Background: Gut microbiome comprises a diverse microbial community, including bacteria, viruses, and fungi, which play a crucial role in human health. These microbes contribute to host well-being by producing beneficial compounds such as short-chain fatty acids and other metabolites that help maintain microbial homeostasis. Recent advancements in high-throughput sequencing techniques have identified key microbes crucial for human health and revealed that an imbalance in these communities—known as dysbiosis—can lead to various diseases, including inflammatory bowel disease (IBD), Crohn’s disease, colorectal cancer, type 2 diabetes, and liver diseases.
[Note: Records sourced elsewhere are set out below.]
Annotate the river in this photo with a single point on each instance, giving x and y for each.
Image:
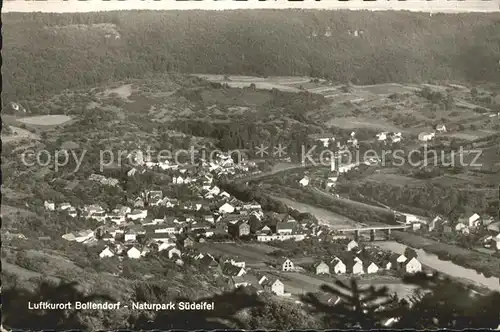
(445, 267)
(325, 217)
(334, 220)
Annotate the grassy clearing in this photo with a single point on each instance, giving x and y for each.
(123, 91)
(324, 216)
(394, 179)
(46, 120)
(251, 254)
(18, 134)
(481, 262)
(240, 98)
(360, 122)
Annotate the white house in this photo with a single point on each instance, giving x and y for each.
(235, 263)
(117, 219)
(138, 214)
(413, 266)
(84, 235)
(426, 136)
(130, 237)
(382, 136)
(214, 191)
(461, 227)
(331, 182)
(106, 253)
(339, 267)
(49, 205)
(287, 265)
(351, 245)
(372, 268)
(72, 212)
(178, 180)
(304, 181)
(276, 287)
(401, 259)
(474, 220)
(174, 251)
(133, 253)
(226, 208)
(357, 267)
(165, 245)
(396, 137)
(64, 206)
(441, 128)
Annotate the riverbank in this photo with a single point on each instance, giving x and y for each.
(464, 265)
(483, 264)
(457, 272)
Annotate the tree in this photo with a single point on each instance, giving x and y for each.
(410, 253)
(444, 303)
(364, 308)
(16, 314)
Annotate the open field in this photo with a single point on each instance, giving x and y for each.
(251, 254)
(23, 273)
(280, 83)
(357, 123)
(12, 212)
(18, 134)
(123, 91)
(301, 283)
(386, 89)
(324, 216)
(46, 120)
(462, 257)
(394, 179)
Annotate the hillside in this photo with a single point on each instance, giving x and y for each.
(74, 50)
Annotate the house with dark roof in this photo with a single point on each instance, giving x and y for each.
(321, 268)
(239, 229)
(233, 270)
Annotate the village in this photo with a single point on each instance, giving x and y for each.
(189, 230)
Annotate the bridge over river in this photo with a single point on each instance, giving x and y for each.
(372, 229)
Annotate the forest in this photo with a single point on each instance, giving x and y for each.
(45, 53)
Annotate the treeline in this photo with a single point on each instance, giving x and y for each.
(428, 200)
(47, 52)
(442, 304)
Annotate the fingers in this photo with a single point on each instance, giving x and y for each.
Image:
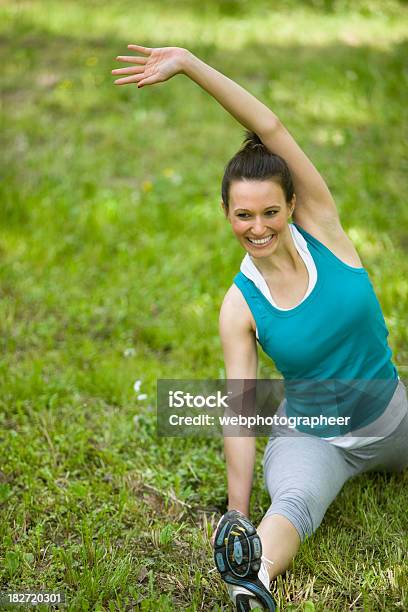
(140, 49)
(129, 70)
(149, 81)
(132, 79)
(132, 59)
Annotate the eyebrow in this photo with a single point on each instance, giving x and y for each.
(266, 208)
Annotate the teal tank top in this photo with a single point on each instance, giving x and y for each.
(336, 334)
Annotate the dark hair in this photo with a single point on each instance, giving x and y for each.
(255, 161)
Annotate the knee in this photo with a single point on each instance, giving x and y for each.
(300, 507)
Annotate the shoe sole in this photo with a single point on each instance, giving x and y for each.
(237, 556)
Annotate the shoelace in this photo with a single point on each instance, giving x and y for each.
(262, 559)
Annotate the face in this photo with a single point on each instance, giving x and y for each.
(259, 214)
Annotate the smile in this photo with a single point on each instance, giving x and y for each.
(263, 241)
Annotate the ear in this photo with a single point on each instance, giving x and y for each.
(292, 205)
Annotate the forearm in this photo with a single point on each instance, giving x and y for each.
(242, 105)
(240, 459)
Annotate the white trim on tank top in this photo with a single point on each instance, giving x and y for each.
(392, 415)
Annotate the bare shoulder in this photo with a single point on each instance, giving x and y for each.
(235, 312)
(330, 232)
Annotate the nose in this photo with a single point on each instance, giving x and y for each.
(258, 227)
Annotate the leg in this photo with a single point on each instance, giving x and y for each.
(303, 475)
(280, 543)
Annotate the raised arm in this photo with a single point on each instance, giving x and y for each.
(240, 357)
(315, 207)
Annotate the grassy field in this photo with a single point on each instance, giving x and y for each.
(115, 258)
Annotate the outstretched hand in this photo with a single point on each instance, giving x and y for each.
(152, 66)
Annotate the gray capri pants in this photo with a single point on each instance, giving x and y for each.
(304, 473)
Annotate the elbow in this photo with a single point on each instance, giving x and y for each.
(270, 127)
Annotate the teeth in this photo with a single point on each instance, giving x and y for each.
(262, 241)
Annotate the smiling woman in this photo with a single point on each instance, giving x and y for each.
(303, 294)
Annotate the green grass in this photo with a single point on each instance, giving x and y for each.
(115, 259)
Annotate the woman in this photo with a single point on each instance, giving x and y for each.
(303, 294)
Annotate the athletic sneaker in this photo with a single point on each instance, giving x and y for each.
(238, 558)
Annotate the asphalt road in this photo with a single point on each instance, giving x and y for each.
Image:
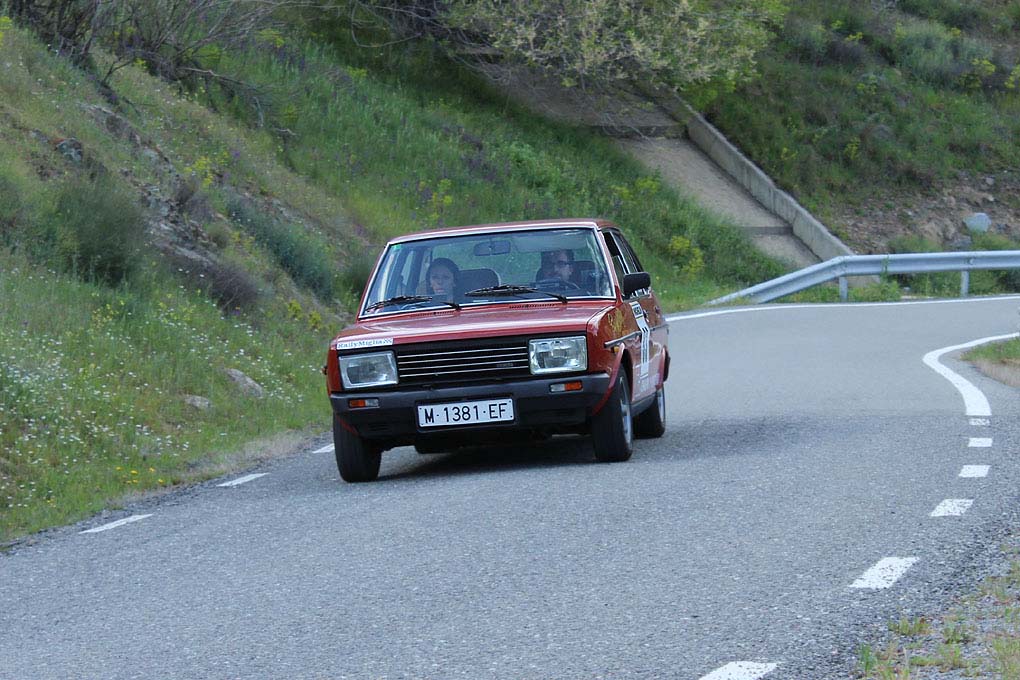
(805, 445)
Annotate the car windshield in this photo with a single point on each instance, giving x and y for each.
(556, 264)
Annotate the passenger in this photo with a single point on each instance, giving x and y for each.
(441, 278)
(556, 264)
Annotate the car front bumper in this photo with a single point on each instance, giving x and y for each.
(536, 408)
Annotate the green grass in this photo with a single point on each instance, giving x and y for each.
(410, 151)
(857, 102)
(92, 387)
(347, 149)
(1003, 353)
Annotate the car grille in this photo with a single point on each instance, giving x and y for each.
(463, 362)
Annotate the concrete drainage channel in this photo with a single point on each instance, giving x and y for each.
(694, 157)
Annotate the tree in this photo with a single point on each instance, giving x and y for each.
(676, 44)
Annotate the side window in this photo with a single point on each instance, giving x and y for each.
(628, 255)
(624, 260)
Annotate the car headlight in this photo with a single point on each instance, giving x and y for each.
(558, 355)
(368, 370)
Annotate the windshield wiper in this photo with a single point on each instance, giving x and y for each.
(408, 300)
(511, 290)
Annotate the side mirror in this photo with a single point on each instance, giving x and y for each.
(635, 281)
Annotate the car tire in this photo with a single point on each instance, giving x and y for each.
(612, 427)
(651, 423)
(357, 459)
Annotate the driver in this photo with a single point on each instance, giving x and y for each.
(441, 278)
(557, 264)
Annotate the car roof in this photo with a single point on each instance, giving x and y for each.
(504, 226)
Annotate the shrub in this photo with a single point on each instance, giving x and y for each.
(687, 259)
(938, 55)
(354, 276)
(11, 209)
(807, 40)
(227, 283)
(96, 229)
(303, 255)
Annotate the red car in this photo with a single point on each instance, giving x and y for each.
(497, 332)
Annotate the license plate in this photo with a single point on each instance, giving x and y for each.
(465, 413)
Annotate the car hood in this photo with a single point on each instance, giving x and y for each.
(472, 322)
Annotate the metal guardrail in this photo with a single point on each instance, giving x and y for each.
(871, 265)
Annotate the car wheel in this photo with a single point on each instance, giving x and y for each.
(612, 428)
(357, 459)
(651, 423)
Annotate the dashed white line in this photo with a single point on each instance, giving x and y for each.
(952, 508)
(974, 471)
(884, 573)
(114, 525)
(741, 670)
(243, 480)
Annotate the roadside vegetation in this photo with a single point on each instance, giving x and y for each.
(868, 112)
(977, 637)
(157, 229)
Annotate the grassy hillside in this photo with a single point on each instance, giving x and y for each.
(890, 120)
(153, 237)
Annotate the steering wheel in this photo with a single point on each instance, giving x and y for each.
(556, 283)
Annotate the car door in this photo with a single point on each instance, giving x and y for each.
(647, 349)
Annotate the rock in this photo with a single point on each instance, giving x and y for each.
(247, 385)
(199, 403)
(977, 221)
(71, 150)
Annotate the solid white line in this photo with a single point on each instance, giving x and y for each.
(852, 305)
(974, 402)
(114, 525)
(974, 471)
(741, 670)
(884, 573)
(243, 480)
(952, 508)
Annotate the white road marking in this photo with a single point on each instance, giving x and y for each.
(114, 525)
(884, 573)
(243, 480)
(852, 305)
(952, 508)
(974, 402)
(974, 471)
(741, 670)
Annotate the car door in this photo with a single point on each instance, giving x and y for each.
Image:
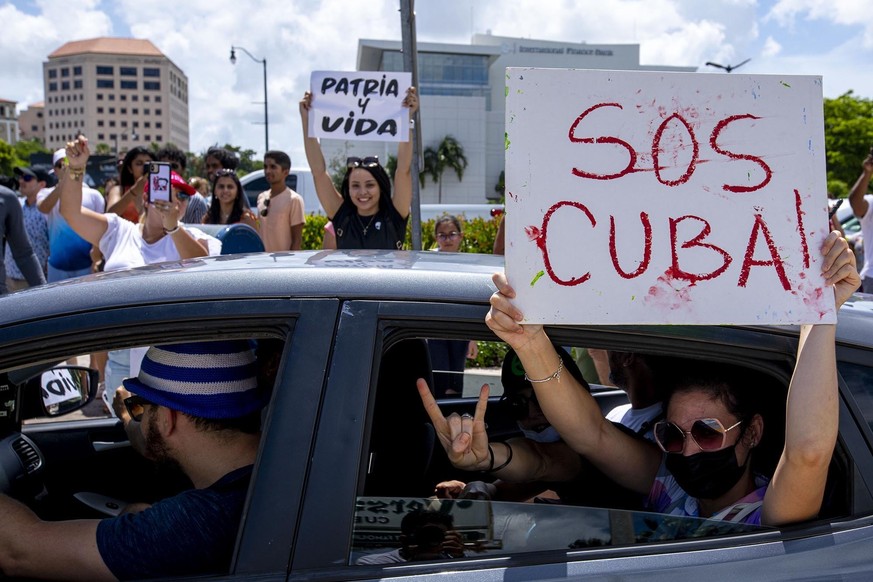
(343, 518)
(93, 454)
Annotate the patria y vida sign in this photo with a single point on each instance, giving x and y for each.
(680, 198)
(359, 105)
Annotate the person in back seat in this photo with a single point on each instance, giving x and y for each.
(709, 436)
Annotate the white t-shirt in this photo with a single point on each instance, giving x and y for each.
(124, 247)
(635, 418)
(867, 235)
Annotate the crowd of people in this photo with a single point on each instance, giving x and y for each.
(687, 443)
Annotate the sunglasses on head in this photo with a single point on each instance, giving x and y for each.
(709, 434)
(136, 406)
(442, 237)
(368, 162)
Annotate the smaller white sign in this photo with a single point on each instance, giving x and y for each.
(359, 105)
(58, 386)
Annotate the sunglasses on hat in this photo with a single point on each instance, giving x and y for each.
(368, 162)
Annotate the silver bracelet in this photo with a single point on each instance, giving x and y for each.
(555, 376)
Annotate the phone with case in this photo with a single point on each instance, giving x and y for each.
(159, 181)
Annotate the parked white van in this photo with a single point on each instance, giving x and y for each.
(299, 180)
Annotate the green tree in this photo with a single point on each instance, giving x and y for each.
(848, 138)
(448, 154)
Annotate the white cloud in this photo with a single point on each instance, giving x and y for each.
(771, 47)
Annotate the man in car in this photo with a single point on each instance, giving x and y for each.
(195, 405)
(861, 206)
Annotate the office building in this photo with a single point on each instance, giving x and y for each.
(117, 91)
(462, 95)
(8, 121)
(31, 123)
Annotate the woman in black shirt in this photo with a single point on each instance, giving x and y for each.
(364, 214)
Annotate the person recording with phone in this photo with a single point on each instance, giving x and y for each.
(157, 238)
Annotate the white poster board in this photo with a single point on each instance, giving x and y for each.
(675, 198)
(359, 105)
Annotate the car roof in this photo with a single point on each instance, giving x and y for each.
(422, 276)
(402, 275)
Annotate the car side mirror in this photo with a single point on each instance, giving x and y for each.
(66, 388)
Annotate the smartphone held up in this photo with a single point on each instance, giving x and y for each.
(159, 182)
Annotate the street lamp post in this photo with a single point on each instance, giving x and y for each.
(263, 62)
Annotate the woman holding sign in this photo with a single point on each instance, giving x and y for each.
(364, 214)
(702, 463)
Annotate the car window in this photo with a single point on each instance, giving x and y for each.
(391, 530)
(410, 484)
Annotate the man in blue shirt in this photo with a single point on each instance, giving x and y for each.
(203, 417)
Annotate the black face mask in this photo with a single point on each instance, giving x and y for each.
(707, 475)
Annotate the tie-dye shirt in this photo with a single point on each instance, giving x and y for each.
(668, 497)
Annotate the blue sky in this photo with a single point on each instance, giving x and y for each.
(832, 38)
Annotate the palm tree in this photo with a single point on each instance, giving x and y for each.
(448, 154)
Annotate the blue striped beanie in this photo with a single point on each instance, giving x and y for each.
(205, 379)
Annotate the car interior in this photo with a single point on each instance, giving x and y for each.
(401, 473)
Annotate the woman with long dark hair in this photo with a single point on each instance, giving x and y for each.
(125, 199)
(228, 201)
(364, 214)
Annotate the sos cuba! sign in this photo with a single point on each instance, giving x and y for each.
(642, 197)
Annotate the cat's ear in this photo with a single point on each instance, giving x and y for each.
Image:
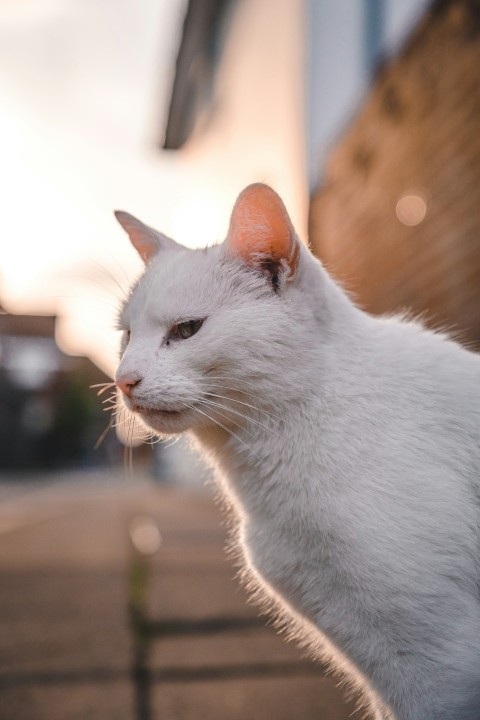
(261, 233)
(146, 241)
Aim: This review aims to provide a comprehensive overview of emerging microbiome-based therapeutic strategies, including fecal microbiota transplantation (FMT), prebiotics, probiotics, next-generation probiotics, synthetic microbiome transplantation, and microbiome editing therapies, as potential interventions to restore gut microbial balance and improve health outcomes. Relevance for patients: Microbiome-based therapies have emerged as promising tools for restoring gut homeostasis and managing microbiome-associated diseases. Approaches such as FMT have shown clinical benefits in conditions such as IBD, Clostridium difficile infection, and cancer immunotherapy. Understanding these therapies may guide future personalized treatments aimed at improving patient outcomes through modulation of the gut microbiome.

Keywords
Synthetic microbiome transplantation
Microbiome editing therapies
Inflammatory bowel disease
Next-generation probiotics
Funding
None.
Conflict of interest
The authors declare that they have no competing interests.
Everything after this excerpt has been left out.